Il progetto di Biden è partito con il favore popolare, ma col passare del tempo il gradimento si è ridotto sensibilmente, stavolta a causa dell’intervento dei senatori centristi democratici, i quali hanno considerato il calo dei consensi, la catastrofica sconfitta in Virginia e le grigie previsioni elettorali del prossimo anno come un rigetto generalizzato del piano Biden e delle singole misure di maggiore copertura sociale.
Questo ulteriore errore di valutazione li ha convinti a cancellare dal piano Biden la copertura pubblica di spese mediche, sociali e universitarie, indebolendolo e rendendolo meno efficace e meno popolare.
Un doppio autogol, insomma, costruito interamente in casa democratica, nonostante il forte consenso popolare iniziale sul progetto-manifesto di un presidente che ha sconfitto il predecessore con uno scarto di oltre sette milioni di voti.
La disaffezione degli elettori democratici, insomma, non va ricercata nelle misure di maggiore protezione economica e sociale proposte da Biden, piuttosto nelle battaglie culturali e identitarie ideate dalla classe agiata progressista e drogate dai like nel collegio di Twitter, ma che nel mondo reale non hanno una forte presa, anzi disperdono il consenso.

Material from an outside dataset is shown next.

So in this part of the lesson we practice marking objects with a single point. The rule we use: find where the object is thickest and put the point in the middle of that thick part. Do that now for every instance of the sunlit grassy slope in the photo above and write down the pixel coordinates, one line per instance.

Sarebbe il caso che i democratici americani se ne accorgessero in tempo, prima che sia troppo tardi. E questa è una lezione americana anche per il nostro mondo democratico che gioca a farsi la guerriglia e che scambia la politica con le attività social degli influencer. Salvo poi accorgersi che i gli elettori se ne vanno altrove.